Ohne grüne Energie kann es auch keinen grünen Stahl geben. Die Verfügbarkeit kosteneffizienter grüner Energie, sei es Wasserstoff oder Strom, ist jedoch von Region zu Region sehr unterschiedlich, und die Transport- und Speichermöglichkeiten stellen erhebliche Schwierigkeiten dar.
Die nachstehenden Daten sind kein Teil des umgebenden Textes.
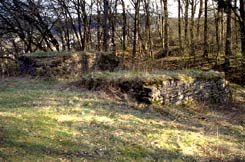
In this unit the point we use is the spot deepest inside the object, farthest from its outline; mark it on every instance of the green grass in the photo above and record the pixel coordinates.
(47, 121)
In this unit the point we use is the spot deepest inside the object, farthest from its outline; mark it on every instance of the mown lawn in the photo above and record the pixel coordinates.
(48, 121)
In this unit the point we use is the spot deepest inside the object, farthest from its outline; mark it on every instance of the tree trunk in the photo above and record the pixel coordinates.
(205, 51)
(166, 27)
(228, 39)
(179, 24)
(105, 25)
(136, 30)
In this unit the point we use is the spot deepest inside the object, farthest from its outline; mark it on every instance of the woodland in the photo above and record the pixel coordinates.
(122, 80)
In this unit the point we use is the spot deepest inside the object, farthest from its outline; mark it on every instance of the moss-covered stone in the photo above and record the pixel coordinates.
(165, 87)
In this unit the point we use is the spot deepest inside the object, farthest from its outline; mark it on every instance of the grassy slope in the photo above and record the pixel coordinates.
(43, 121)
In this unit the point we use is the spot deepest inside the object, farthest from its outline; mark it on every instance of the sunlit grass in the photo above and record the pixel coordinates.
(43, 121)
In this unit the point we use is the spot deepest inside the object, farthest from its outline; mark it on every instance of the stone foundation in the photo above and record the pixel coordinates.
(168, 89)
(74, 64)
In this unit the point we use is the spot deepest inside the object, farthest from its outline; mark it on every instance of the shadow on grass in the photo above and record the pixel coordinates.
(98, 140)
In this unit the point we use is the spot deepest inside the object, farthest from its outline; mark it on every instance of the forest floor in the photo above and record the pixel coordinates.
(49, 121)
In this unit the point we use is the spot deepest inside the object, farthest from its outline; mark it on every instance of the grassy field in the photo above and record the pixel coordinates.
(49, 121)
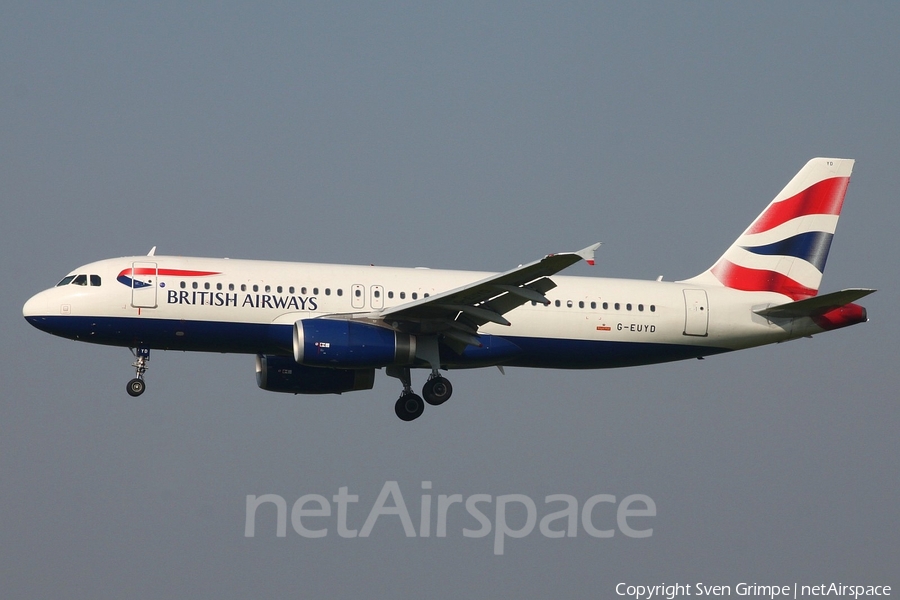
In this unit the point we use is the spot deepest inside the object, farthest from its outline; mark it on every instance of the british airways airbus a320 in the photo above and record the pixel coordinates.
(325, 329)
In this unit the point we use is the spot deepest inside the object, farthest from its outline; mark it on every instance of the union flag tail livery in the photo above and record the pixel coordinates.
(326, 329)
(785, 248)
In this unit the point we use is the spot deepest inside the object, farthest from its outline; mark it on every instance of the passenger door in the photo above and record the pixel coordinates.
(143, 284)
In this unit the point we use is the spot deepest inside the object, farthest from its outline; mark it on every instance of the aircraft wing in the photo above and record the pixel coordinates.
(458, 313)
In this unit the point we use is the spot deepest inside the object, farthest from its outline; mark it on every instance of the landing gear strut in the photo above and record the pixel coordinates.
(137, 386)
(437, 390)
(410, 406)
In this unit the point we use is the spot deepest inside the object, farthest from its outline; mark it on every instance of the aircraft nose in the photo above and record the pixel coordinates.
(37, 306)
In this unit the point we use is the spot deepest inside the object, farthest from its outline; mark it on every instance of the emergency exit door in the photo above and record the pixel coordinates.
(696, 313)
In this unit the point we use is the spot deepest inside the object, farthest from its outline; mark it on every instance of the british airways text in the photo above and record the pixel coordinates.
(196, 298)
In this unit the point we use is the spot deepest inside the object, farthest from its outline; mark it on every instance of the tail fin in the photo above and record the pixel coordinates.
(785, 248)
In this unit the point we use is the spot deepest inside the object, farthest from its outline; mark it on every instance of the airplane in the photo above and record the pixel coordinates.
(326, 328)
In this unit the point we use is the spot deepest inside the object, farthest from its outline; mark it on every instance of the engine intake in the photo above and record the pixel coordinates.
(347, 344)
(282, 374)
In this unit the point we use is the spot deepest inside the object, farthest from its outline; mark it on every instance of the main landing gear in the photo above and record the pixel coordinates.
(410, 406)
(137, 386)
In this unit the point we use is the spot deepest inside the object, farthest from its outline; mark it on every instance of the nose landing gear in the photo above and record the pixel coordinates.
(137, 386)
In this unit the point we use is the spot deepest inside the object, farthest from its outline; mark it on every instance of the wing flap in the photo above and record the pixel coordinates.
(468, 307)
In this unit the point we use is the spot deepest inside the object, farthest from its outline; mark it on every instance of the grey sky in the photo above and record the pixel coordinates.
(471, 136)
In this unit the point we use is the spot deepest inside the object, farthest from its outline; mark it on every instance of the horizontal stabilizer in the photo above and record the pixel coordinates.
(816, 305)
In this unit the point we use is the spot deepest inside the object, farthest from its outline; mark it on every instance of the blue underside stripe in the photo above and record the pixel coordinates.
(251, 338)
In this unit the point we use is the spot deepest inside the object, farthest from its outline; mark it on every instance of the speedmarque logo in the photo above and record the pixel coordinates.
(315, 516)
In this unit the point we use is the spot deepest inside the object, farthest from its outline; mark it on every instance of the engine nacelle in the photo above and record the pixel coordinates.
(282, 374)
(347, 344)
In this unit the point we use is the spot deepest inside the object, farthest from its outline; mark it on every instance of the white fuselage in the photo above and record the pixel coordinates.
(248, 306)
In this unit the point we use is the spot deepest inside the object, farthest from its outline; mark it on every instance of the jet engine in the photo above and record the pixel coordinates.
(349, 345)
(282, 374)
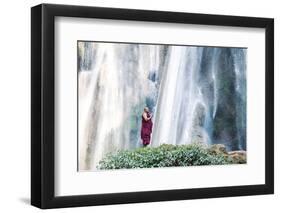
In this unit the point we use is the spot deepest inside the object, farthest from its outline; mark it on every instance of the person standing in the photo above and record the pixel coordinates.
(146, 127)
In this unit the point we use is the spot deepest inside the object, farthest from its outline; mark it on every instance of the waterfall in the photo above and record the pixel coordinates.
(196, 94)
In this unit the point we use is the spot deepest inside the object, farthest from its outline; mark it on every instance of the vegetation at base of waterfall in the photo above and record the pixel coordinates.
(167, 155)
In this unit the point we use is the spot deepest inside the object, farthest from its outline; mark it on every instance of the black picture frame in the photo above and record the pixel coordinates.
(43, 105)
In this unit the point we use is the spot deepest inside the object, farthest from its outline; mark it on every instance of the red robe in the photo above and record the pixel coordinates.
(146, 129)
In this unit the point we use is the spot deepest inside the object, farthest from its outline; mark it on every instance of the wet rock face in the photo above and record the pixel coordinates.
(218, 148)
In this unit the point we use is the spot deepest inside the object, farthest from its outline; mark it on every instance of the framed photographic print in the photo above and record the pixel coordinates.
(140, 106)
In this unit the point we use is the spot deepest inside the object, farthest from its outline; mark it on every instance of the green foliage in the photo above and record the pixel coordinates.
(165, 155)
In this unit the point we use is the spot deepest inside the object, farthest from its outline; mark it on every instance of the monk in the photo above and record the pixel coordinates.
(146, 127)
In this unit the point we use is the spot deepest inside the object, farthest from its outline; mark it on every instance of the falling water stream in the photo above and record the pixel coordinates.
(194, 93)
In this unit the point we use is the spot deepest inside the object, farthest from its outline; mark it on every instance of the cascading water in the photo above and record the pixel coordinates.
(197, 94)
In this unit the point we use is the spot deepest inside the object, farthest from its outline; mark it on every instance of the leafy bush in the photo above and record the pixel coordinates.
(165, 155)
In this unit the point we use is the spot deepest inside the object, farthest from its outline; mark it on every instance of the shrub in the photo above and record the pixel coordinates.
(165, 155)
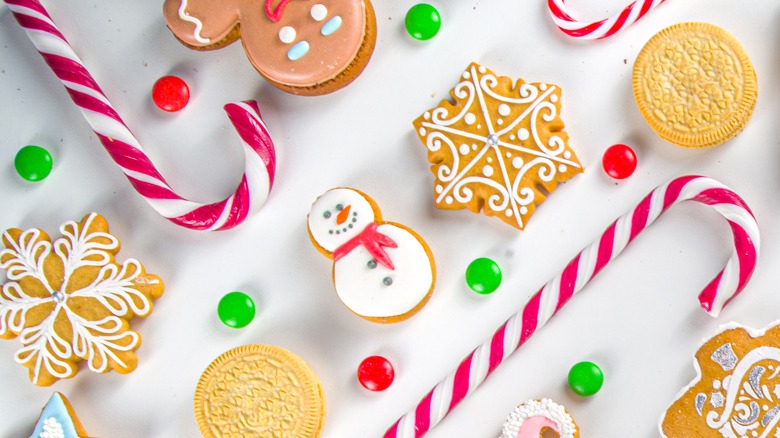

Um diese Herausforderungen zu meistern, ist die Verwendung von Ammoniak als Wasserstoffträger auch für die Stahlproduktion eine praktikable Lösung. Da es sich bei Ammoniak um das zweitgrößte Produkt der chemischen Industrie handelt, sind die Methoden zur Handhabung, Lagerung und zum Transport von Ammoniak zuverlässig und gut etabliert.
Vorteile von Ammoniak
Der Energietransport in Form von Ammoniak ist aufgrund seiner Eigenschaften, nämlich seiner höheren Energiedichte als Wasserstoff und seines leicht erreichbaren Verflüssigungsdrucks und seiner Temperatur, die die Kosten für die Eindämmung und den Transport senken, sehr attraktiv.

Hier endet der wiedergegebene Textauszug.